9. Tell me about the most unforgettable lesson I learned at military or police academy...
Our team members all came from reconnaissance companies in various military units. Due to the special nature of reconnaissance, our team was extremely strict about cell phone use. However, where there's a will, there's a way. We each had one, and we hid them very well—in corners, in the bathroom ceiling, all sorts of places. My bunkmate, Lan Cai, was a straightforward and outgoing guy with a great personality. He dared to challenge our instructor, Xu Sanduo, and within two or three days of arriving at the school, he had become one of the team's best friends.

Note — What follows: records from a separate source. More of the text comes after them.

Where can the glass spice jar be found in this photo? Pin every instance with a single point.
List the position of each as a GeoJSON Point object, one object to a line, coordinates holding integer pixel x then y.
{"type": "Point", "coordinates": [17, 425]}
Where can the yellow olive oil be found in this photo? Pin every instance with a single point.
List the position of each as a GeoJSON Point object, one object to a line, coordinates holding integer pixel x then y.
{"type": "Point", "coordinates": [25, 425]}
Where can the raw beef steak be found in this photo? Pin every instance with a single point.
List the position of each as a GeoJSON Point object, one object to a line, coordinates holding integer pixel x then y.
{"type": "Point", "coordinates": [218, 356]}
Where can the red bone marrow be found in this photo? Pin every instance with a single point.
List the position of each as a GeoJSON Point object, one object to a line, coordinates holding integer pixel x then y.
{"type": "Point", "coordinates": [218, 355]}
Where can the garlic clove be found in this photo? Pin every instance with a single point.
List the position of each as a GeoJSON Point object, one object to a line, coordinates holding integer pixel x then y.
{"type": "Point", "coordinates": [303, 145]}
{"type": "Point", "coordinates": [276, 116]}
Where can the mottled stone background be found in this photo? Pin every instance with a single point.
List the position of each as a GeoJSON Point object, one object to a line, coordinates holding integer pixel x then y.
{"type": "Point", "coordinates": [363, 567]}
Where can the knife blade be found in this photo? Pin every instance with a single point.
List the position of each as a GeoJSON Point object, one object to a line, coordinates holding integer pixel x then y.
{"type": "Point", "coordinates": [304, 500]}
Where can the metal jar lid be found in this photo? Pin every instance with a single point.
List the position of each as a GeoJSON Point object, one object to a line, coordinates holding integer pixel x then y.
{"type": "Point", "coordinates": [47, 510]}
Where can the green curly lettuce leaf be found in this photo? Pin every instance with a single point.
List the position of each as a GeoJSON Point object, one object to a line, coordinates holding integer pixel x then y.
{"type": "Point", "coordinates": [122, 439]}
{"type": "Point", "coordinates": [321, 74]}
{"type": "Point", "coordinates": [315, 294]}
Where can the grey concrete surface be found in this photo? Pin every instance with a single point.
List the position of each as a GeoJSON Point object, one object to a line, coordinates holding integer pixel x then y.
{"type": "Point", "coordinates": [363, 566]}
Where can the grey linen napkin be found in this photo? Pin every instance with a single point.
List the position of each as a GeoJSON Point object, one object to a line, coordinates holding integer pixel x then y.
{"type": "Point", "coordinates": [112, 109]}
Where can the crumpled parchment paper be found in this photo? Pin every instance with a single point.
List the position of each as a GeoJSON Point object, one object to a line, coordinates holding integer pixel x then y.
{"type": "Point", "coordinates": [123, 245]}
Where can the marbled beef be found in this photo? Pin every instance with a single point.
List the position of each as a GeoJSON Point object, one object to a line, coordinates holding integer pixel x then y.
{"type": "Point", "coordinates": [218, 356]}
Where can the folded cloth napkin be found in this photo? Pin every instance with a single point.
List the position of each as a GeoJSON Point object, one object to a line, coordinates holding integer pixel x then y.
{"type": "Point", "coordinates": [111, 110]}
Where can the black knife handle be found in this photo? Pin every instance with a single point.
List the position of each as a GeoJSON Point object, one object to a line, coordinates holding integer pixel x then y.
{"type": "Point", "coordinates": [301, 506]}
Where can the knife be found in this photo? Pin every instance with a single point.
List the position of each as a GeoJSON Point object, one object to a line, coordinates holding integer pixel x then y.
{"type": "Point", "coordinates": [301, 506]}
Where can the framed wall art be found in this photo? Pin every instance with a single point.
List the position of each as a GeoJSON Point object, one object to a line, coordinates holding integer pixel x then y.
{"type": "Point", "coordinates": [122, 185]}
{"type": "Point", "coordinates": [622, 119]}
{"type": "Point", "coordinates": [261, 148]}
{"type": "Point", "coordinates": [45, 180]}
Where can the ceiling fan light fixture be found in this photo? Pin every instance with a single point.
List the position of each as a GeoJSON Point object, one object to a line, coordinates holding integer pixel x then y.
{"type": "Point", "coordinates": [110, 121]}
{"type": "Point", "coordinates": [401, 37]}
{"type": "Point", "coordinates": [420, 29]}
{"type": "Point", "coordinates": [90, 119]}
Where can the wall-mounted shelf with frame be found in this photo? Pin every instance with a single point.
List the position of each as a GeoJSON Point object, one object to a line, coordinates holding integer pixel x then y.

One night, we couldn't sleep and chatted: "Other teams have assistant instructors, why don't we?" He said, "We can't handle one Xu Sanduo (our instructor), let alone another one..." The next morning, during a prohibited search of our quarters, every cell phone in the team was confiscated, even mine, which I had hidden under my bed in the floor tiles. That night, after the whole team was punished, Instructor Sanduo said, "Today, let me introduce your assistant instructor..."... That's right, Lan Cai. After taking the stage, he said in an extremely sarcastic tone: "I heard you all come from the reconnaissance company...?!"
That kind of blatant betrayal.
Later I learned his nickname was Jackal (Cai Lan).